Green Plains Renewable (NASDAQ:GPRE) reported mixed results after the bell Wednesday, but it still represented another quarter of big quarter over quarter growth. The company missed the EPS analyst estimate of .36, posting .27, but came in ahead of analyst estimates on the revenue side, posting $453 million vs the estimate of $426 million. If my math is correct that’s an 800% increase in earnings over the year ago quarter and a 60% surge in revenues.
CEO Todd Becker commented:
We produced solid results in the second quarter because of our focus on managing margins and maintaining a low cost operating platform. Ethanol production increased again this quarter to over 129 million gallons as a result of our incremental investment in process enhancements. We believe our six plants are now capable of sustained production of over 500 million gallons per year, which has driven our operating cost per gallon lower. We are continually looking for ways to become more efficient and more effective throughout our operations.
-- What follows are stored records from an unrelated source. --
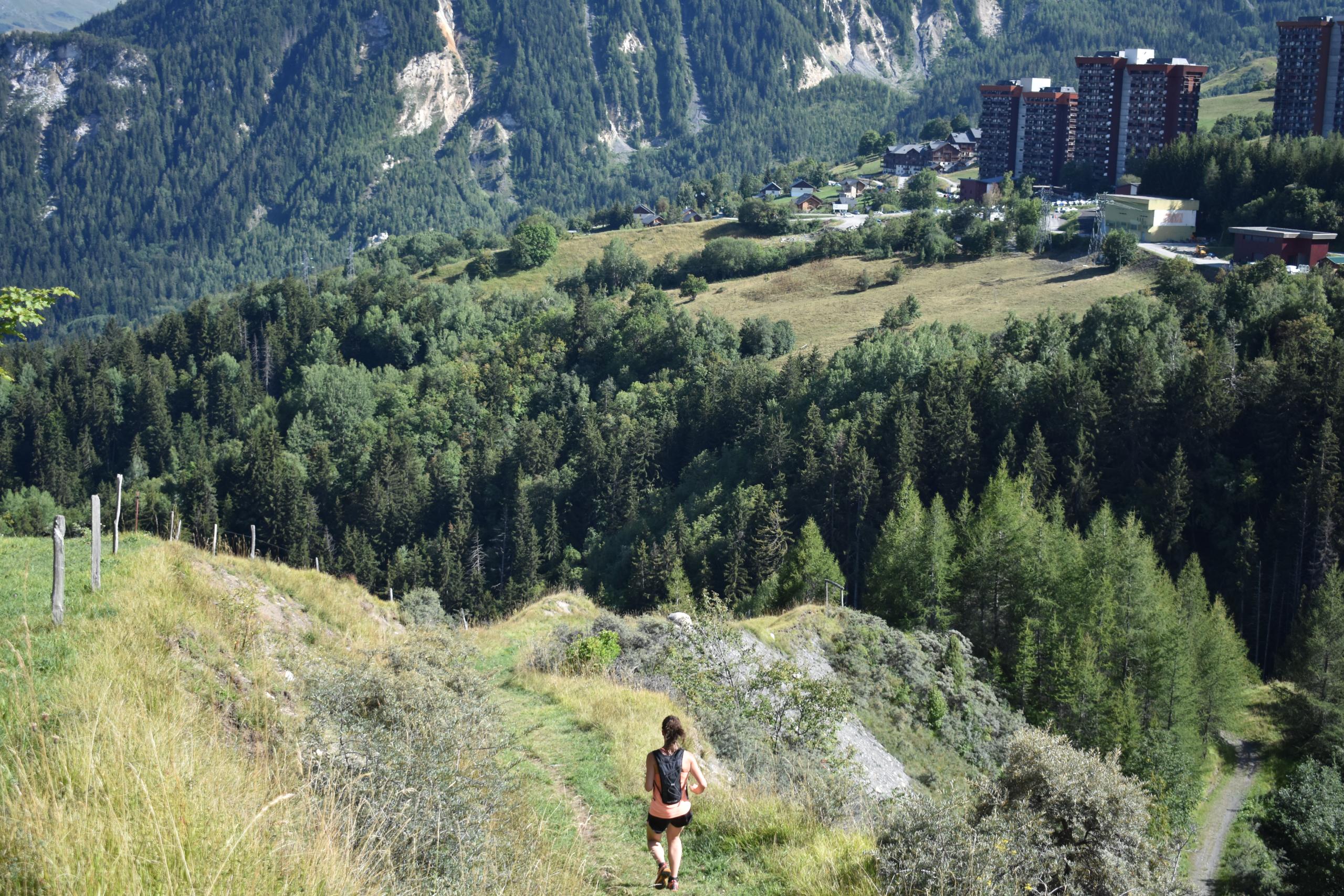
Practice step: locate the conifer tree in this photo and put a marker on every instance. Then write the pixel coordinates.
(805, 568)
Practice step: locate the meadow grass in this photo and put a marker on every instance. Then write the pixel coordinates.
(827, 309)
(574, 251)
(1234, 104)
(151, 745)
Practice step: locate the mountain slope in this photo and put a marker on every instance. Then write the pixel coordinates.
(172, 148)
(49, 15)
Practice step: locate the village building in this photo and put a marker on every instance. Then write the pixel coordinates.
(807, 202)
(802, 188)
(1294, 245)
(1152, 219)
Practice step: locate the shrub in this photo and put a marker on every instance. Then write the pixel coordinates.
(1058, 820)
(1306, 820)
(423, 608)
(533, 244)
(594, 653)
(483, 265)
(1119, 249)
(27, 512)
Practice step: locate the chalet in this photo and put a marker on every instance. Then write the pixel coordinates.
(854, 187)
(967, 141)
(644, 215)
(983, 190)
(904, 160)
(1294, 245)
(807, 202)
(942, 152)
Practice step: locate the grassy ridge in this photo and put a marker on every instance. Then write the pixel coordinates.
(152, 743)
(1237, 104)
(588, 738)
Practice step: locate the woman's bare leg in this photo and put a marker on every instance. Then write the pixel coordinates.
(656, 847)
(674, 849)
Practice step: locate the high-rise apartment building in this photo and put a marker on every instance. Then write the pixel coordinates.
(1050, 120)
(1311, 71)
(1004, 124)
(1129, 104)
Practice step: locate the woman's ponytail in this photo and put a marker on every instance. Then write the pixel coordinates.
(673, 733)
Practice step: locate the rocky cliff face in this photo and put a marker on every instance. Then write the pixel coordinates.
(436, 88)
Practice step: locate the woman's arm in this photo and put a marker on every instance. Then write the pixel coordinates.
(699, 784)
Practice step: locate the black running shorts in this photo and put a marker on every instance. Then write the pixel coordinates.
(659, 825)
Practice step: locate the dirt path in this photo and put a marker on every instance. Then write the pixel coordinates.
(1222, 813)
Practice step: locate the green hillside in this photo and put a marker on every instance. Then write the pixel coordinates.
(49, 15)
(144, 170)
(1240, 104)
(236, 726)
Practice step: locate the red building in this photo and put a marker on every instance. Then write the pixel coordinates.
(1307, 92)
(1129, 104)
(1294, 246)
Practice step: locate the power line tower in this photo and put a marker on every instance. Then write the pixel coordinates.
(1098, 229)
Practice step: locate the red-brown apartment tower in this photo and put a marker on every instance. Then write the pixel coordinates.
(1311, 70)
(1004, 125)
(1129, 104)
(1052, 117)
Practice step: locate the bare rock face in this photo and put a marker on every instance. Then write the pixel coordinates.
(39, 78)
(437, 88)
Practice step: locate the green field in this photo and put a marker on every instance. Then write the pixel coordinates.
(1238, 104)
(49, 15)
(826, 309)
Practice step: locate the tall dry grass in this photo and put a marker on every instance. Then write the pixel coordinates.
(164, 758)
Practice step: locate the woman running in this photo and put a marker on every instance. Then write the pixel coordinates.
(666, 774)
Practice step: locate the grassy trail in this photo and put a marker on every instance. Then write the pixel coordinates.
(581, 745)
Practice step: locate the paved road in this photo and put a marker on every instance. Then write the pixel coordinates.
(1227, 804)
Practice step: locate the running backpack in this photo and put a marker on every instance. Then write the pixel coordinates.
(670, 773)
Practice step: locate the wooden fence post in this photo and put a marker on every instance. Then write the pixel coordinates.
(116, 520)
(58, 570)
(96, 567)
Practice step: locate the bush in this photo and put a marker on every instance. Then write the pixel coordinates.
(594, 653)
(533, 244)
(1306, 821)
(1119, 249)
(27, 512)
(1058, 820)
(407, 749)
(902, 315)
(483, 265)
(423, 608)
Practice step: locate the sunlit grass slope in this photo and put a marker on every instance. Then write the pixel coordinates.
(151, 745)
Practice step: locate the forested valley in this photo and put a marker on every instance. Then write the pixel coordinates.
(1067, 493)
(166, 151)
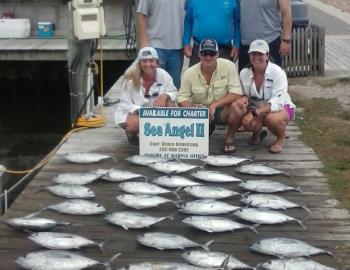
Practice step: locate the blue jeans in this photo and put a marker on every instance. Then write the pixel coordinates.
(172, 61)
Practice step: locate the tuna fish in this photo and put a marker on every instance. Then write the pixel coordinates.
(143, 201)
(266, 186)
(286, 248)
(76, 178)
(207, 207)
(264, 216)
(145, 160)
(162, 241)
(34, 223)
(293, 264)
(209, 192)
(144, 188)
(59, 260)
(258, 169)
(84, 157)
(71, 191)
(174, 181)
(114, 175)
(223, 160)
(57, 240)
(216, 224)
(213, 259)
(172, 167)
(269, 201)
(134, 220)
(214, 176)
(77, 207)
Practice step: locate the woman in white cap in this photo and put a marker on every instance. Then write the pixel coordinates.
(266, 100)
(144, 84)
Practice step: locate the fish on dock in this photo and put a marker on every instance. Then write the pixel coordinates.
(258, 169)
(223, 160)
(207, 207)
(293, 264)
(84, 158)
(62, 241)
(214, 224)
(286, 248)
(264, 216)
(214, 176)
(163, 241)
(59, 260)
(270, 201)
(213, 259)
(266, 186)
(139, 201)
(134, 220)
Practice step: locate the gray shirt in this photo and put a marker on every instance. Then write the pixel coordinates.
(165, 22)
(260, 19)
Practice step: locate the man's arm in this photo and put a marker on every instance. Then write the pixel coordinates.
(286, 35)
(142, 22)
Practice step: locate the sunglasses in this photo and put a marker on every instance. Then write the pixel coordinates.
(206, 53)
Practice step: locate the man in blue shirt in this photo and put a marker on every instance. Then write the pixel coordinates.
(218, 20)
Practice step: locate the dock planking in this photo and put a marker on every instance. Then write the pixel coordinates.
(327, 226)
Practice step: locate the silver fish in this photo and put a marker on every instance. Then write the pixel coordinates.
(223, 160)
(214, 176)
(286, 248)
(84, 157)
(143, 201)
(144, 188)
(172, 167)
(264, 216)
(258, 169)
(162, 241)
(207, 207)
(114, 175)
(293, 264)
(145, 160)
(71, 191)
(34, 223)
(266, 186)
(213, 259)
(57, 240)
(209, 192)
(216, 224)
(174, 181)
(269, 201)
(76, 178)
(77, 207)
(162, 266)
(59, 260)
(134, 220)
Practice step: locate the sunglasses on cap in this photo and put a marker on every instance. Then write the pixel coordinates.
(206, 53)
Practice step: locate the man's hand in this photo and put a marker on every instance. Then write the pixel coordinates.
(187, 51)
(234, 53)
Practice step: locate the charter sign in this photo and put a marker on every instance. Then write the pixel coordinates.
(174, 132)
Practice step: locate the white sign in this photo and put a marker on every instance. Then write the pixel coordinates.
(174, 132)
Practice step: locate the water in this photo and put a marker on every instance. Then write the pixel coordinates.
(35, 111)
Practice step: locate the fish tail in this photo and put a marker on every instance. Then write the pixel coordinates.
(207, 244)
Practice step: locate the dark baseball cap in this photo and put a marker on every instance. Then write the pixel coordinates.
(208, 45)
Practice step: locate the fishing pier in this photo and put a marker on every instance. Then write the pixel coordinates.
(327, 226)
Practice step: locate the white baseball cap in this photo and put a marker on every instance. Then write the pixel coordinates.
(148, 53)
(259, 45)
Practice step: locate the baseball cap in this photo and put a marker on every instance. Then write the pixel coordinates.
(208, 45)
(148, 53)
(259, 45)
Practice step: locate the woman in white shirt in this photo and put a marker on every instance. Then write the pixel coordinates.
(144, 85)
(266, 100)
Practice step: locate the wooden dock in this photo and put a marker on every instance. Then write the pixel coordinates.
(327, 226)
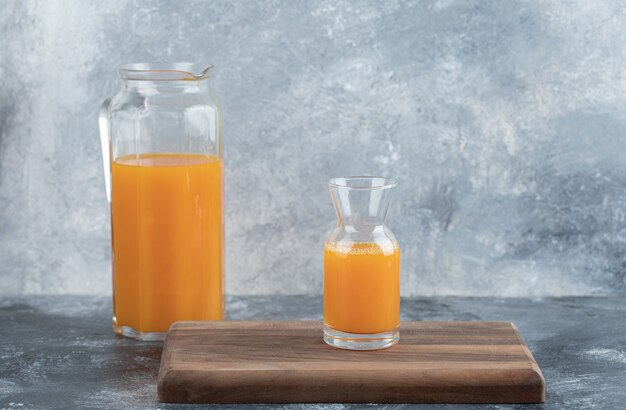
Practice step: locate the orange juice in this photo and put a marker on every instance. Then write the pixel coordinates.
(362, 287)
(167, 230)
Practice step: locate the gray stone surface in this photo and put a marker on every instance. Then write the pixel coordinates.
(504, 122)
(60, 351)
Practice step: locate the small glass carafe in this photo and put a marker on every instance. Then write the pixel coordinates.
(361, 267)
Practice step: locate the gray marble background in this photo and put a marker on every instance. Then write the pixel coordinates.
(505, 123)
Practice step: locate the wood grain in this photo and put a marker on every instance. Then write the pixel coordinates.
(287, 362)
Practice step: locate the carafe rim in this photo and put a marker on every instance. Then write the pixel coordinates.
(362, 182)
(162, 71)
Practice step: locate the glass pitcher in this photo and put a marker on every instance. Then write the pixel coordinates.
(361, 267)
(162, 152)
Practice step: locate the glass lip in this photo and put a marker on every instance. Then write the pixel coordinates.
(180, 71)
(362, 183)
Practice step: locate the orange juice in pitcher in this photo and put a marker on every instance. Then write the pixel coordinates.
(161, 140)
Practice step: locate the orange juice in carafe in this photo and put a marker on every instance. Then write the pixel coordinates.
(166, 212)
(361, 267)
(362, 287)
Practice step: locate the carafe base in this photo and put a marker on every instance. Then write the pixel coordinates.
(360, 341)
(128, 331)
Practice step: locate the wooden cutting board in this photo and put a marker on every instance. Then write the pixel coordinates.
(287, 362)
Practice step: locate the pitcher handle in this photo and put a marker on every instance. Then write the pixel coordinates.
(105, 141)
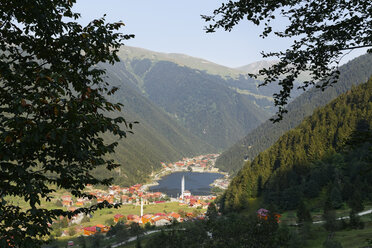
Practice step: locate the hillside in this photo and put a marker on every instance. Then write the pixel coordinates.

Look ahead, Mr. Becker acknowledged that while ethanol margins have weakened, they expect to remain profitable and margins to pick up again with expanded mandates for renewable fuels and ethanol blending likely for next year. Of course, a favorable ruling from the EPA on E15, allowing higher ethanol blend rates would be beneficial for GPRE and all ethanol companies.
I’m not a fan of ethanol and most of the stocks are still undergoing steep corrections, but it’s clear GPRE is separating itself from the pack as a top ethanol producer. Should these stocks get going again, this is the one to put at the top of the watch list.
Shares of GPRE are trading fractionally higher after hours and are still in basing mode.